Ce topic appartient à l'appel RESILIENT VALUE CHAINS 2024 TWO STAGE
Identifiant du topic: HORIZON-CL4-2024-RESILIENCE-01-35

Biodegradable polymers for sustainable packaging materials (IA)

Type d'action : HORIZON Innovation Actions
Nombre d'étapes : Two stage
Date d'ouverture : 19 septembre 2023
Date de clôture 1 : 07 février 2024 17:00
Date de clôture 2 : 24 septembre 2024 17:00
Budget : €31 000 000
Call : RESILIENT VALUE CHAINS 2024 TWO STAGE
Call Identifier : HORIZON-CL4-2024-RESILIENCE-01-TWO-STAGE
Description :

ExpectedOutcome:

Projects are expected to contribute to the following outcomes:

  • The packaging industry will have access to the next generation of biodegradable polymer materials, which will also be recyclable materials. Plastic materials producers will switch from PP, PE, and PET to bio-degradable materials with reduced GHG emissions along the value chain.
  • The packaging industry will apply business model of circularity-by-design and sustainable end-of-life (EoL) solutions for plastic packaging materials. This has the potential to lead to a reduction in landfill waste volume of packaging materials; and to a reduction of littering of plastics, coherent with the ambition of the Horizon Europe Ocean and Waters mission, to reduce the plastic pollution of the oceans. Projects are expected to contribute to the Plastics strategy, the Single-use Plastics Directive and the EU Circular Economy Action plan (CEAP).
  • Standards and labels for specific applications will be further defined based on the development of testing of biodegradability of plastics in open environments

Scope:

Proposals should address at least four of the following activities:

  • Develop new, demonstrate and scale-up novel advanced bio-degradable polymer materials and innovative processes that will allow the bio-degradable polymers to be produced at a large scale with a similar economy of scale to replace present production with PE, PP and PET, and with an improved sustainability profile compared to present production and EoL characteristics.
  • Develop sustainable additives and catalysts to support the production of bio-degradable polymers.
  • Provide evidence with life cycle and techno-economic assessment (LCA/TEA) that the cost for the novel advanced biodegradable polymer products are not significantly higher compared to existing polymer products (PE, PP, PET) on the market.
  • Scale up the production of packaging materials at pilot level.
  • Identify and test the biodegradability pathways in all environmentally relevant conditions (for the application of the developed material in relevant shape or form); and extensive quantified risk analysis from both a human and environmental perspective for all the different intermediate and end products of biodegradation, including quantification of the contribution to GHG emissions.
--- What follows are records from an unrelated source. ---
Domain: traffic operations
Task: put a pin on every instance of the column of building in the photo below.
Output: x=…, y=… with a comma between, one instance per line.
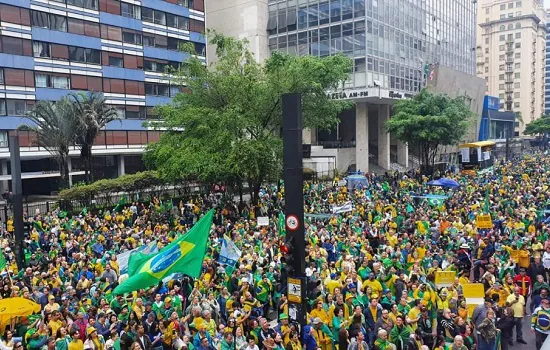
x=362, y=137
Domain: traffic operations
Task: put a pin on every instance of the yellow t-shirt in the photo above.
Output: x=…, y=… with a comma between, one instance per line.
x=516, y=307
x=76, y=345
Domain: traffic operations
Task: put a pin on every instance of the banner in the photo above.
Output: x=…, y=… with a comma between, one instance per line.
x=444, y=278
x=124, y=257
x=344, y=208
x=229, y=254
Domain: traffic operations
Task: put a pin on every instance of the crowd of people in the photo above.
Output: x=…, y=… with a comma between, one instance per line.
x=374, y=270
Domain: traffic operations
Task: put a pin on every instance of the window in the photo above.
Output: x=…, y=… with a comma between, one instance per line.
x=89, y=4
x=12, y=45
x=58, y=23
x=115, y=61
x=41, y=49
x=49, y=21
x=16, y=107
x=131, y=38
x=79, y=54
x=39, y=19
x=157, y=90
x=14, y=14
x=148, y=40
x=159, y=17
x=52, y=81
x=129, y=10
x=147, y=15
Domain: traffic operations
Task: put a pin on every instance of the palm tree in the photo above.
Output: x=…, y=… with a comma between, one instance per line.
x=55, y=125
x=93, y=114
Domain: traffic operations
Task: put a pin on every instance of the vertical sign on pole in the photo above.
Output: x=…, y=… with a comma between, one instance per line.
x=17, y=199
x=294, y=204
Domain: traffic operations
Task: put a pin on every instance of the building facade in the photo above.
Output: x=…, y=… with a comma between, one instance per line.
x=50, y=48
x=394, y=44
x=511, y=55
x=547, y=72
Contribute to further defining standards and labels for specific applications. Model the lifetime of the developed polymers along the biodegradation pathway in environmentally relevant conditions, both in natural, (terrestrial and marine), and in waste processing environments.
  • Demonstrate complete biodegradability in all relevant conditions and environmental compartments (e.g. landfill, compost site, litter in marine-freshwater-sediment-soil) within acceptable timeframes, determination of the main influencing environmental conditions; and assessment of the impact on the environment. Integrate a holistic sustainability assessment, accounting for the full life cycle (including sourcing of feedstock).

Develop and demonstrate circular business model for production at industrial level, where the release of GHG emissions is; and assess significantly reduced; and assess the potential of secondary raw materials as a feedstock (including from renewable sources) for the production of bio-degradable polymers.
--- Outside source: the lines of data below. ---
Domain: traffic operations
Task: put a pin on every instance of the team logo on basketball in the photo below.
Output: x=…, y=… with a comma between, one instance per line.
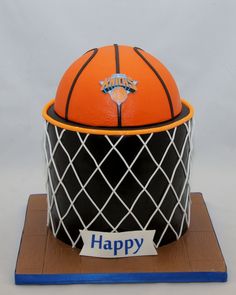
x=118, y=86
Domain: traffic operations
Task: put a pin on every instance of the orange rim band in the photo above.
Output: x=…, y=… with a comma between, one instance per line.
x=104, y=131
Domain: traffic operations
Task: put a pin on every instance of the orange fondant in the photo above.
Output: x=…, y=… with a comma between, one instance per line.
x=116, y=132
x=89, y=105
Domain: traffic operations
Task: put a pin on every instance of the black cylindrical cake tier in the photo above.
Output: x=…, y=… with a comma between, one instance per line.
x=118, y=183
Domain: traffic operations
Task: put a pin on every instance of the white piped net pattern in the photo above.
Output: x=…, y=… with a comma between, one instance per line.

To enable a fast development of new advanced materials, digital tools, such as modelling and simulation, and characterisation techniques (including those provided by analytical infrastructures) are under the scope, assisted by advanced methods, e.g. physics-based methods or artificial intelligence (including machine learning).

The future Commission initiative for Safe and Sustainable by Design will set a framework for assessing safety and sustainability of chemicals and materials and should be considered as a baseline in the proposal.

Proposals submitted under this topic should include a business case and exploitation strategy, as outlined in the introduction to this Destination.

This topic requires the effective contribution of SSH disciplines and the involvement of SSH experts, institutions as well as the inclusion of relevant SSH expertise, in order to produce meaningful and significant effects enhancing the societal impact of the related research activities. An early involvement of end users could be essential.

Projects should build on or seek collaboration with existing projects (e.g. Open Innovation Testbeds) and develop synergies with other relevant European, national or regional initiatives, funding programmes and platforms. Where relevant, proposals should seek links with and capitalise on the results of past and ongoing EU funded research projects, including the ones under Cluster 6 'Food, Bioeconomy, Natural Resources, Agriculture and Environment' and Circular Bio-based Europe JU (CBE JU).

Specific Topic Conditions:

Activities are expected to start at TRL 4 and achieve TRL 6-7 by the end of the project – see General Annex B.